Pharmacy technicians perform a vital role in the filling process. They interpret the physician’s handwritten prescription, record the information into the computer system, generate a label, affix it to the vial, and place the medication in the vial. Each one of these steps are critical in the dispensing of drugs that, taken incorrectly, can result in death or severe injury. These are very critical steps because at any point, the physician’s handwriting could be messy or the prescribed amount could be suspect. The opportunities for mistakes are endless; including questions of milligrams vs. milliliters, whether a given drug is ever prescribed in the suggested amount, and drug interactions. Physicians often write in shorthand and abbreviate medical terms and dosages which pharmacy technicians need to be able to understand.

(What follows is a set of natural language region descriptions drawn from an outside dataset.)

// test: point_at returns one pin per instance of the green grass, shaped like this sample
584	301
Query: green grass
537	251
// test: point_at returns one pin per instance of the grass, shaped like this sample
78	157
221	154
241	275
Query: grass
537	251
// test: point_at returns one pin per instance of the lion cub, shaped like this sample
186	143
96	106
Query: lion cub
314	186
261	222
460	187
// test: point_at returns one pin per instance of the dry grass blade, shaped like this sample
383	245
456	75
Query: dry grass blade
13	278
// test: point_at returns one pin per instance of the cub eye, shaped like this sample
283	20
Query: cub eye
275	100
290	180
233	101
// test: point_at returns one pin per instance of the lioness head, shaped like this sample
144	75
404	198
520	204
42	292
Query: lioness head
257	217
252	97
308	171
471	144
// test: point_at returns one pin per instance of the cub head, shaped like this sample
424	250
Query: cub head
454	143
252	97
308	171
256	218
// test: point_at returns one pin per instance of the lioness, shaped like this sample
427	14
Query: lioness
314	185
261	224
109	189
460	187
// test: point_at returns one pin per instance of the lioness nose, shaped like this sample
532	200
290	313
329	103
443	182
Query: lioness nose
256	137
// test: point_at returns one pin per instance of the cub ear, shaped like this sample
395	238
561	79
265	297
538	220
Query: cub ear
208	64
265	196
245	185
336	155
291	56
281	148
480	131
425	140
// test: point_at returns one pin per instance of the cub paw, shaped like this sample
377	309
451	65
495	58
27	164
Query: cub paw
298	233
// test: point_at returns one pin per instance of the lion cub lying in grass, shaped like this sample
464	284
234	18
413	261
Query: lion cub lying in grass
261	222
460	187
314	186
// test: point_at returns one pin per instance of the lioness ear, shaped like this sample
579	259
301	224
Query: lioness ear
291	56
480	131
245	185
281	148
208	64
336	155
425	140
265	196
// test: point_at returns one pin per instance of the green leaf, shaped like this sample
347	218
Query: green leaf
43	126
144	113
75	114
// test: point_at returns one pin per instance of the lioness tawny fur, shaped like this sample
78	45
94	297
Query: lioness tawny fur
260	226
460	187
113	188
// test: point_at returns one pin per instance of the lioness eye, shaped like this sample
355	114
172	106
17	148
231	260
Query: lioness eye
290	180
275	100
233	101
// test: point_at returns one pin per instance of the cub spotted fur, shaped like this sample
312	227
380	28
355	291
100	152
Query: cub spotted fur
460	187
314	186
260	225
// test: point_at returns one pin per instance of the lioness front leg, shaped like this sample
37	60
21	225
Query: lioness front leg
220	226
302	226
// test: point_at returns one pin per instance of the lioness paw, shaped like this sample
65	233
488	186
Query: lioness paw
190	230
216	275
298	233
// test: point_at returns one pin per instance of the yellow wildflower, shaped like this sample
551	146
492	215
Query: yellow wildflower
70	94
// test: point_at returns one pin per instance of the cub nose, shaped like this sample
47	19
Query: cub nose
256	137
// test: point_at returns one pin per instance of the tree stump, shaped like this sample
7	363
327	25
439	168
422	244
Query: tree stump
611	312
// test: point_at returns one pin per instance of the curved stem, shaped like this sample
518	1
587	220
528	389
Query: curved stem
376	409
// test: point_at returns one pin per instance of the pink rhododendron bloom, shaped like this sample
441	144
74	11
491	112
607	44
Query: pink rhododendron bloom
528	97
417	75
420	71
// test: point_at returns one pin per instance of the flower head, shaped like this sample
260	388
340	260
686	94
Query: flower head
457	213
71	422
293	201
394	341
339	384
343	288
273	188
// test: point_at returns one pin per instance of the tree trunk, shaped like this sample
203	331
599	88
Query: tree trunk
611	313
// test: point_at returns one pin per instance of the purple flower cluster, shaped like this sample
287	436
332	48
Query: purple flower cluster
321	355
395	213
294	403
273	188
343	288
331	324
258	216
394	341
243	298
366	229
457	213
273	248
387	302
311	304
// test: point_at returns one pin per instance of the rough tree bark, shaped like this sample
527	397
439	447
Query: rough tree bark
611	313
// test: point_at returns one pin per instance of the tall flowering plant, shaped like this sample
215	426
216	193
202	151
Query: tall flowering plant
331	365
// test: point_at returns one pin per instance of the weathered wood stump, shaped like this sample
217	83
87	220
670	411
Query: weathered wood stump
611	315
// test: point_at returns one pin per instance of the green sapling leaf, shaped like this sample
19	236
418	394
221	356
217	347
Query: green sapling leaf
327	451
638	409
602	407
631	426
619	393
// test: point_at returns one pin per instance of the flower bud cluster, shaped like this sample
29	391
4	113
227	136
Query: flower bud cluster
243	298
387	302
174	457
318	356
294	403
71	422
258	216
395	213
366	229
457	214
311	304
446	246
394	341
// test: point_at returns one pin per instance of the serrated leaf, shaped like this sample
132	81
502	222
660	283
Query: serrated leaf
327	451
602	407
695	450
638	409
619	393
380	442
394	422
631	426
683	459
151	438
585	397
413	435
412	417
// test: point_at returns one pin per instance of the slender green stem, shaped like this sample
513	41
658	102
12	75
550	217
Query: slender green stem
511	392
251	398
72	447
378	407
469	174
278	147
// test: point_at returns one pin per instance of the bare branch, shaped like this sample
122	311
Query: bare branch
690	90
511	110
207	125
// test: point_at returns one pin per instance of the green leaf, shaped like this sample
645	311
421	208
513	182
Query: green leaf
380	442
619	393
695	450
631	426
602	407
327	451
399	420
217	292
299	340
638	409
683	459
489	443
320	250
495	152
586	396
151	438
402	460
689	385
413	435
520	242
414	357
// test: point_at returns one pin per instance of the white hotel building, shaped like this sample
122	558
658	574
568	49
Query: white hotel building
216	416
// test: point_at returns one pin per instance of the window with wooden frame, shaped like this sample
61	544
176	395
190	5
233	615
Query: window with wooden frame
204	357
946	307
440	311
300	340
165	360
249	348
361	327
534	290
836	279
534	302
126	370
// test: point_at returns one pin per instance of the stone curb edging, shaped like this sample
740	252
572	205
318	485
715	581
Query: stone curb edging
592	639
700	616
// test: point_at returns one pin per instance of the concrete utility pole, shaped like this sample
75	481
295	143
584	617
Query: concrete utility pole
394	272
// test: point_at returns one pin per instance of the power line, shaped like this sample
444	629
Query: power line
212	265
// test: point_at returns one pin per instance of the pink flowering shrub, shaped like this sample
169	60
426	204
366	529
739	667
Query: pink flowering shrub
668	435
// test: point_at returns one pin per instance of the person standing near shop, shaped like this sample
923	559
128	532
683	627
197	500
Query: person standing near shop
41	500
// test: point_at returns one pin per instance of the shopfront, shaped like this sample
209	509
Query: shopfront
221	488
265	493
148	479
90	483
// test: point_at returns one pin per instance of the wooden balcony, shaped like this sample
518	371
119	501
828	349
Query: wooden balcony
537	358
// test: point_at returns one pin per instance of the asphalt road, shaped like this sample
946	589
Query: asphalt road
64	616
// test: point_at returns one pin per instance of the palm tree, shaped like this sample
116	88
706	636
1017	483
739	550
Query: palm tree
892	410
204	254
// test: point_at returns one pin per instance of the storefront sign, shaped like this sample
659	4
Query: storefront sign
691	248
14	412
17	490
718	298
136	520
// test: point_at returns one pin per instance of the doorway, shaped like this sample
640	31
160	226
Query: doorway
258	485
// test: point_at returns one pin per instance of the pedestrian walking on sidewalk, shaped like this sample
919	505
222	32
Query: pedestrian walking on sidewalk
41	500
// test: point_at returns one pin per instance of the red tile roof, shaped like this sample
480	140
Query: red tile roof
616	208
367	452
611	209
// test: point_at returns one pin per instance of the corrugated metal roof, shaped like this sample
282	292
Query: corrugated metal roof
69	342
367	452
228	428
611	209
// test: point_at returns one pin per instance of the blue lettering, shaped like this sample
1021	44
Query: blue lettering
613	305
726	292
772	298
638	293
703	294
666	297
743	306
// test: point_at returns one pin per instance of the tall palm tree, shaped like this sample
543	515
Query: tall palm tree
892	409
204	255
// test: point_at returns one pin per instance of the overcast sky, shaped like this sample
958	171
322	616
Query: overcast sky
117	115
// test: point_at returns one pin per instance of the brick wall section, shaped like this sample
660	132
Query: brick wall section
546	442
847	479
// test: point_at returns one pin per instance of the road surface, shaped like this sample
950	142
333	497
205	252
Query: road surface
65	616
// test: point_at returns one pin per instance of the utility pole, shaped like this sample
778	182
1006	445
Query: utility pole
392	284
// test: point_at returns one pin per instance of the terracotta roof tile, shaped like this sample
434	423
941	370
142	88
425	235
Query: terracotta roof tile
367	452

In my client’s case, Walgreens’ pharmacy technician entered the wrong dosage of a very dangerous blood thinner, Coumadin, into the computer. In turn, the information on the label was wrong and the medication placed into the vial was wrong. In fact it was so wrong that it was 10 times the dose it was supposed to be. Coumadin is a drug that thins out the blood to prevent too much clotting in certain patients. The more given to the patient, the more the blood refuses to clot and the easier it is for blood to leak out of vessels and into areas of the brain where it does not belong.

The educational level of the pharmacy technician who made this lethal error: a 18 year old high school student whose former job was cleaning movie theaters and making popcorn. So how does the pharmacy justify using young, untrained employees? The conclusion is inescapable: trained pharmacists cost more than young technicians and it permits an environment in which more prescriptions can be filled faster and pharmacies can make more money.

The death of my client was not intentional. The error on the part of the assistant was an accident. What is the real cause of these types of incidents? Most of the time, profits over people; a corporate pratice of devising ways to maximize profits that emphasize profits and lose sight of safety.